E no meio destas mudanças a minha mãe também envelheceu, não
sem antes se apaixonar pela vida novamente, desta vez pela eternidade.
Não sei qual foi a última vez que abracei a minha mãe. Devemos
ter-nos abraçado duas ou três vezes, sempre por razões pouco importantes. O
mesmo acontece com os meus irmãos. Fazemos um quadrado perfeito mas sem
precisar de nos tocarmos. Valem muito mais as palavras e aquilo que somos uns
para os outros. Há uma distância invisível entre nós. Nunca precisámos de
mostrar muito, respiramos dos mesmos lugares e o amor sabe encontrar o seu
espaço.
Quando olho para a minha desde o presente, vejo que foi
perdendo muita coisa pelo caminho. Mas nunca nos perdeu. Nunca deixou que o
passado de mágoa fosse possível entre nós. Explicou-nos desde muito cedo que o
nosso pai se foi embora, que os pais não foram bonitos, que fomos pobres mas
que os sonhos não se compram, constroem-se. A minha mãe nunca precisou de ler
livros para nos explicar do mundo. Conversava.

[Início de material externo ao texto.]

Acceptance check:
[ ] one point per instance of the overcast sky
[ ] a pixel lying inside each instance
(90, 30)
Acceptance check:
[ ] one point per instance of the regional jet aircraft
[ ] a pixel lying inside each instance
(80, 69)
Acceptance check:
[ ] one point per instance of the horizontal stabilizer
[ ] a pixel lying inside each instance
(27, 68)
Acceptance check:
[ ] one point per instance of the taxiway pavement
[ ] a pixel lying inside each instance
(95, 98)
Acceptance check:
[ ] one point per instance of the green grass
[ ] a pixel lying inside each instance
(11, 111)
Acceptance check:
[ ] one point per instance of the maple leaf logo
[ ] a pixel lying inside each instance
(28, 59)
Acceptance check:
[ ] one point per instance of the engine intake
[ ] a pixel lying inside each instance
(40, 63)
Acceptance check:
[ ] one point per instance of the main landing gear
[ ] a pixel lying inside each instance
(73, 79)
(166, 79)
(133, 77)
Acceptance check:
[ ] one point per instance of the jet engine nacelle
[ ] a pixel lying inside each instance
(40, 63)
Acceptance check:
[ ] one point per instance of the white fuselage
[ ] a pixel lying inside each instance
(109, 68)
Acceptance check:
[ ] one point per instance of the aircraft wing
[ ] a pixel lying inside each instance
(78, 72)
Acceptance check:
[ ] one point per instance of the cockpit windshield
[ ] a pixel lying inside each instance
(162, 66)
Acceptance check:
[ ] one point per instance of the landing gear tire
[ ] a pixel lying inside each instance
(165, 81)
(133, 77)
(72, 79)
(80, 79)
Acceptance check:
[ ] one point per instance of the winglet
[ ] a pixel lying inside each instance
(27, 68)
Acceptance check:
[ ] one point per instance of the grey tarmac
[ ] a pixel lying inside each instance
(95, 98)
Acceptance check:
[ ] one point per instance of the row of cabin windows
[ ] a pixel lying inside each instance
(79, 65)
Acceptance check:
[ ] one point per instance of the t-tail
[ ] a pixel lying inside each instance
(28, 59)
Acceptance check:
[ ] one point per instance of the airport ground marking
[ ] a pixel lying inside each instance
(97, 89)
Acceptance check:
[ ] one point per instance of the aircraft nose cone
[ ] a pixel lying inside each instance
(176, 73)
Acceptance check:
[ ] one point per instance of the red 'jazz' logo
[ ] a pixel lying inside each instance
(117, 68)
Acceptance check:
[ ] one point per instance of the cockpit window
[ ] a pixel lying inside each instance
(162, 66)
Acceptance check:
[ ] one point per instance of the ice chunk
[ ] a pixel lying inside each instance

[todas as minhas decisões foram tomadas na sequencia de
conversas que tive com a minha mãe]
Eu não sei que tipo de pobreza passou a minha mãe. Gostava
que ela não tivesse histórias tristes para contar. Mas ainda que na
infelicidade de tantas narrativas, nunca a vi desistir de nada. Ao lado da
minha mãe todas as coisas foram sempre possíveis. Por isso, de todas as vezes penso
para mim que devo o futuro à minha mãe.
Este futuro que estou a construir tem um começo. Aconteceu
naquele dia em que escolheu ficar comigo e com os meus irmãos. Mesmo que para
isso tivesse de desistir da própria vida, como o fez. Mesmo que para isso
tivesse deixado para trás todos aqueles projetos que um dia teve em menina, de
ser uma mulher de vanguarda, de conhecer o mundo além da pasmaceira, de beber
café em Paris ou de dançar a noite inteira sem nunca acordar.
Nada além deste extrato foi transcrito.